Ada Apa, Menneer?
Oleh: M. Nursyamsyi
Puja-puji tentang briliannya taktik yang diterapkan pelatih Belanda ternyata hanya sampai di babak semifinal. Sebelum tersingkir oleh Argentina di semifinal, Belanda sejatinya menampilkan performa menawan.
Berawal dari laga pembuka di mana anak asuhnya secara mengejutkan meluluhlantakkan juara bertahan Spanyol dengan skor telak 5-1. Lalu, Cile dan Australia menjadi korban selanjutnya.
Poin maksimal yang diraih pada fase penyisihan tentu membuat pede anak-anak Belanda yang diisi mayoritas muka-muka baru. Meski Belanda tampil cukup superior pada fase penyisihan, banyak kalangan menilai Van Gaal telah merusak gaya sepak bola menyerang sebagai kunci utama bermain. Total football tentu melekat erat dalam balutan jersey oranye-oranye dalam setiap turnamen.
Di Brasil, Van Gaal bermain lebih pragmatis dengan menghajar lawan lewat serangan balik yang mematikan. Formula yang diterapkannya cenderung sukses besar. Rapatnya tiga tembok kokoh yang diisi De Vrij, Ron Vlaar, dan Martins Indi menjadi batu karang yang sulit ditembus tim lawan. Belum lagi disiplinnya bek sayap Daley Blind dan Daryl Janmaat yang membuat lawan tak punya celah untuk melakukan crossing.
“Kegilaan” Van Gaal tak sampai di situ. Dia seakan memaksakan Dirk Kuyt mengisi pos bek sayap kanan meski perjudiannya ini tak bisa dibilang gagal. Dengan mengandalkan pola 5-3-2 seperti ini, tentu sangat bergantung pada kecepatan pemain depan. Arjen Robben-lah otak dari segala ancaman yang ditimbulkan Belanda.
Spanyol, Cile, Australia, Meksiko, hingga Kosta Rika merasakan bagaimana sulitnya menghentikan pemain Bayern Muenchen tersebut. Robben benar-benar menjadi “nyawa” dari Belanda pada Piala Dunia kali ini. Pergerakannya dalam membongkar pertahanan lawan membuat beberapa pemain lawan terlalu menaruh fokus kepadanya.
Segala yang ada di pikiran Van Gaal tampaknya berjalan lancar. Bahkan, hingga babak perempat final ketika dia melakukan pergantian “liar” dengan menggantikan kiper utama Jasper Cillessen dengan Tim Krul hanya beberapa detik sebelum babak adu penalti dimulai. Jelas saja, Cillessen yang tampil apik dan selalu bermain full selama 90 menit merasa kecewa, bahkan dia terlihat menendang botol air mineral sesaat setelah diganti.
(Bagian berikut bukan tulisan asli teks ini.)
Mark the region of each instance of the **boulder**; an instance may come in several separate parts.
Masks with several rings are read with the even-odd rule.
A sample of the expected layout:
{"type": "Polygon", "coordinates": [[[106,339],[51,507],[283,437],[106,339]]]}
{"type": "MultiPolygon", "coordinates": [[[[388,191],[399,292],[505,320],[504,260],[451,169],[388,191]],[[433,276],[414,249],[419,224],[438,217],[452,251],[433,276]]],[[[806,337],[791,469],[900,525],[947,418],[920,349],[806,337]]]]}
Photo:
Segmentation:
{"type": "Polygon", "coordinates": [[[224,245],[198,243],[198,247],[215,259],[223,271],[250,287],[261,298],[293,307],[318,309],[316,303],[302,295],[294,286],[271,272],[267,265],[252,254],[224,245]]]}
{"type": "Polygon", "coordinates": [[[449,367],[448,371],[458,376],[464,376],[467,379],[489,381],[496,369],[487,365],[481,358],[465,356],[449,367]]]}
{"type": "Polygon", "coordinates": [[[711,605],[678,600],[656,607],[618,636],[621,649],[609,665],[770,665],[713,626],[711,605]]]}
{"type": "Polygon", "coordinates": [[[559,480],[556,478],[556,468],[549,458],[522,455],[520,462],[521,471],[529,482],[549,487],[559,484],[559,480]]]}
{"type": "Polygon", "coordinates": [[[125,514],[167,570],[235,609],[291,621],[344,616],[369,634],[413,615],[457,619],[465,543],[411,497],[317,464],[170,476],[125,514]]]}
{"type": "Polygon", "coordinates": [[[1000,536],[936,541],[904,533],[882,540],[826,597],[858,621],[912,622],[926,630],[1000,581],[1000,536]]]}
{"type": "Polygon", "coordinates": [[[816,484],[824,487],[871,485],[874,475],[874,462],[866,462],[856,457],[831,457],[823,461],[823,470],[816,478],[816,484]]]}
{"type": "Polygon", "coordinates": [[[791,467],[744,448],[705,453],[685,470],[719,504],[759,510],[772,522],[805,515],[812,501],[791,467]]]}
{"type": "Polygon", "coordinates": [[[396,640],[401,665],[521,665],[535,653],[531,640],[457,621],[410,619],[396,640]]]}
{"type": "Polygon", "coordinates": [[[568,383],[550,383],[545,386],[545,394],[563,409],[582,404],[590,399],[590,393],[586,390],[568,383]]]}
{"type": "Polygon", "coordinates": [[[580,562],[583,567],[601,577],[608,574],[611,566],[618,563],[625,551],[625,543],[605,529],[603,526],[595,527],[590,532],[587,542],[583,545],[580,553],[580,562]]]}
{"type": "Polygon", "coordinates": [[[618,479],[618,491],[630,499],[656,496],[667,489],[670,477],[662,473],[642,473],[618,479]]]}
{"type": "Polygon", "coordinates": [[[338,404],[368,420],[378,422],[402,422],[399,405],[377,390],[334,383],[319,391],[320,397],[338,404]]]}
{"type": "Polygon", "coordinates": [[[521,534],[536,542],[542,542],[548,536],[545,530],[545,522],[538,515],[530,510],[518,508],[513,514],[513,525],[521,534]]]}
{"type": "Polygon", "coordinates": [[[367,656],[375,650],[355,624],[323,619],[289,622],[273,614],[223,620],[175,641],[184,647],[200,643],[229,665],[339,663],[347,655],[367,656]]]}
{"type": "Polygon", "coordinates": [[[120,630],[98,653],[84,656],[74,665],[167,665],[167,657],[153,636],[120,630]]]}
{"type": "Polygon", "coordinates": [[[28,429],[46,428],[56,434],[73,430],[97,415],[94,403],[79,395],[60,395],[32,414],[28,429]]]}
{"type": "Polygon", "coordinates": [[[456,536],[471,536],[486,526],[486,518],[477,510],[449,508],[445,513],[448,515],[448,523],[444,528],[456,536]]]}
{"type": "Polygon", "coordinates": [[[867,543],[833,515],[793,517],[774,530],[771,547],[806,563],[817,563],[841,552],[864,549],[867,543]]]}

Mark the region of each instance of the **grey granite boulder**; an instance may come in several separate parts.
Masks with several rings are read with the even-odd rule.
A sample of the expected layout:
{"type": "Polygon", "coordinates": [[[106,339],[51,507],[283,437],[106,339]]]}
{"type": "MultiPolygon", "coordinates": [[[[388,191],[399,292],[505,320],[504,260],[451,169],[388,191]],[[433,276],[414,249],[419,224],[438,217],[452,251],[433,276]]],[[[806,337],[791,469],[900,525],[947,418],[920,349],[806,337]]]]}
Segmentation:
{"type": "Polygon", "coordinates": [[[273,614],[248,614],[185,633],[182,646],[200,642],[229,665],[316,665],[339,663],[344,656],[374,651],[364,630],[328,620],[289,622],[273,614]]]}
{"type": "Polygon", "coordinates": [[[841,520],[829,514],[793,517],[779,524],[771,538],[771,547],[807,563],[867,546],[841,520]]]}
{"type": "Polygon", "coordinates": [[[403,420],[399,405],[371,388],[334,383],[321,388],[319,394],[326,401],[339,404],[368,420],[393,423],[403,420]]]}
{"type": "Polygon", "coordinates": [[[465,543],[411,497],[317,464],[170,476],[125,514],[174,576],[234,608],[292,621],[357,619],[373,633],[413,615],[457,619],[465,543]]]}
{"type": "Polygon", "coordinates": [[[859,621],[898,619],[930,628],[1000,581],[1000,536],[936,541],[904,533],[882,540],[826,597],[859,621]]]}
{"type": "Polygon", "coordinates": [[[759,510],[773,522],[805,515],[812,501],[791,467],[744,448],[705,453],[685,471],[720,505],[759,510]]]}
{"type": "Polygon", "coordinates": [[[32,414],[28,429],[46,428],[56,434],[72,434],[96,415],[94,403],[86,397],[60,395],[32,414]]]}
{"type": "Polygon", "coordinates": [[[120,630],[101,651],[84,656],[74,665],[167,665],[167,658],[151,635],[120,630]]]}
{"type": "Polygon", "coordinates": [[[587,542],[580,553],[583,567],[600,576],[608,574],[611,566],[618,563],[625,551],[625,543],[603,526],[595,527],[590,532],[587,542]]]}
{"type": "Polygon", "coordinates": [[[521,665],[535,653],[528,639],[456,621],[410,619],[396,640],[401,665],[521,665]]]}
Namun, Van Gaal bukan tanpa pertimbangan melakukan pergantian ini. Van Gaal menilai track record Krul dalam menghadapi tendangan penalti jauh lebih baik dibandingkan Cillessen. Tak hanya itu, jangkauan tangan Krul juga dinilai lebih panjang. Benar saja, semua tendangan pemain Kosta Rika tertebak semua dan Krul langsung disambut bak pahlawan. Dan, Van Gaal tersenyum.
Hingga akhirnya pada babak semifinal Belanda bertemu Argentina yang dapat dibilang tidak terlalu meyakinkan untuk sampai ke tahap ini. Berbeda dengan laga sebelumnya antara tuan rumah Brasil melawan Jerman yang sangat memanjakan mata melihat banyaknya gol tercipta, dalam laga ini pertandingan terasa menjemukan dengan monotonnya serangan dari kedua tim.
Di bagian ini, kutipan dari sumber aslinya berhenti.